Being a writer I can’t afford the luxury of cynicism, because writing romantic novels means I have to give lovers hope. And those who do not have a love, a prospect of finding love soon. A hope for happiness in an imperfect world. As the song goes: “summertime and the livin’ is easy.” I don’t know what Gershwin had in mind when he wrote that “livin’ is easy…” for I find living complicated. Not difficult or without beauty, excitement and adventure, but sometimes forcing myself to pretend I have returned to my cheerleading days of cheering my fellow life-learners on, as in doing so I also “keep right on to the end of the road” which gives me the strength to continue.
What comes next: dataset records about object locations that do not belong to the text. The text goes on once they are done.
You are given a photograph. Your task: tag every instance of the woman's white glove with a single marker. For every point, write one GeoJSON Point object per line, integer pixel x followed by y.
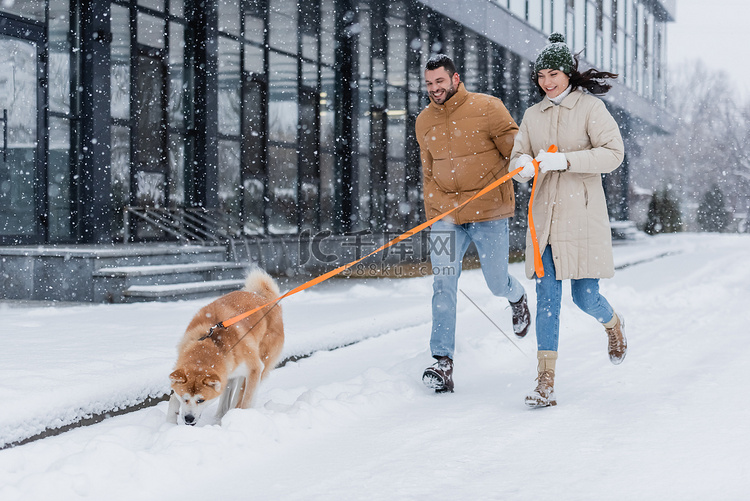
{"type": "Point", "coordinates": [551, 161]}
{"type": "Point", "coordinates": [527, 163]}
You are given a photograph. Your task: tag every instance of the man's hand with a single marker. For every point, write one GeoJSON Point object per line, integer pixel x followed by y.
{"type": "Point", "coordinates": [551, 161]}
{"type": "Point", "coordinates": [527, 163]}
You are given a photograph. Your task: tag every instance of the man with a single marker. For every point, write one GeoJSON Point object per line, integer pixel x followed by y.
{"type": "Point", "coordinates": [465, 140]}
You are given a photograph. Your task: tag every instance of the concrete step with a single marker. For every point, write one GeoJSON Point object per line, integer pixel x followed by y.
{"type": "Point", "coordinates": [174, 292]}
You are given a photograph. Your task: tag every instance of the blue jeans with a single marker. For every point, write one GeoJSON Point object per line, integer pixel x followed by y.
{"type": "Point", "coordinates": [585, 292]}
{"type": "Point", "coordinates": [448, 244]}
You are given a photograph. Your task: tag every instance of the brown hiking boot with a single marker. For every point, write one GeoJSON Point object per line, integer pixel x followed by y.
{"type": "Point", "coordinates": [521, 316]}
{"type": "Point", "coordinates": [618, 345]}
{"type": "Point", "coordinates": [544, 393]}
{"type": "Point", "coordinates": [439, 376]}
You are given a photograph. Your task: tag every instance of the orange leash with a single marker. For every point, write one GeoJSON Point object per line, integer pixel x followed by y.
{"type": "Point", "coordinates": [403, 236]}
{"type": "Point", "coordinates": [538, 266]}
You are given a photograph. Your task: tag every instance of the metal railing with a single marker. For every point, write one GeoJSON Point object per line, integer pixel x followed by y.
{"type": "Point", "coordinates": [198, 225]}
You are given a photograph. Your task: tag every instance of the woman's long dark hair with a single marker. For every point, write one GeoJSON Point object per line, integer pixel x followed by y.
{"type": "Point", "coordinates": [592, 80]}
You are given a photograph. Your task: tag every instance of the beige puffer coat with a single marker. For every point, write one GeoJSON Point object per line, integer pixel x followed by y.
{"type": "Point", "coordinates": [465, 144]}
{"type": "Point", "coordinates": [570, 211]}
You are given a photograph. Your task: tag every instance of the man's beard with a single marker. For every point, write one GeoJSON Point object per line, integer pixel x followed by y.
{"type": "Point", "coordinates": [449, 93]}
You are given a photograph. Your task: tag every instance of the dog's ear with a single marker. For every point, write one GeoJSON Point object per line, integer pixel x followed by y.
{"type": "Point", "coordinates": [213, 381]}
{"type": "Point", "coordinates": [178, 377]}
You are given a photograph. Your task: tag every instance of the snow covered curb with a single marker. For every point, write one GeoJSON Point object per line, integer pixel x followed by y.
{"type": "Point", "coordinates": [79, 365]}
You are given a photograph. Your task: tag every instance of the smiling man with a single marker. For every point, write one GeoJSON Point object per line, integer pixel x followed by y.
{"type": "Point", "coordinates": [465, 140]}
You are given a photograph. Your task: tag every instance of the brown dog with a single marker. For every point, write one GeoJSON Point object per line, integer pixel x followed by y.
{"type": "Point", "coordinates": [231, 361]}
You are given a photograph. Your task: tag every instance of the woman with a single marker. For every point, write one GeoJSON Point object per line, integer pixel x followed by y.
{"type": "Point", "coordinates": [569, 209]}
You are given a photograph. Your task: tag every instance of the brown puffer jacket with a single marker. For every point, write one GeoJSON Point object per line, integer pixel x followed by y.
{"type": "Point", "coordinates": [465, 144]}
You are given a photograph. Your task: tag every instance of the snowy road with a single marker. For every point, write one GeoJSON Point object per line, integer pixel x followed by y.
{"type": "Point", "coordinates": [356, 423]}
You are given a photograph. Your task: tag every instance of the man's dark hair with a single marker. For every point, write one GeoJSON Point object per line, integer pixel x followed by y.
{"type": "Point", "coordinates": [441, 61]}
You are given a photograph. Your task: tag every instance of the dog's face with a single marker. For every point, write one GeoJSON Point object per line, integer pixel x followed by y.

The death of my beloved Shih-Tzu Zuzi, two years ago and my mother’s demise this year, sent me in to a depression that forced me to face my own mortality, and opened questions that I had never thought about before. If I believed that I would die but remain in this earth returning as a rose to feed a delightful little hummingbird, then I would have nothing to fear. After all, one life as a writer is enough for a hundred lifetimes of reincarnation. To quote one of my favorite writers, Oscar Wilde, “to love oneself is the beginning of a lifelong romance.”
So… I am now writing Steaming Odyssey, about my adventures in the Iran Contra scandal.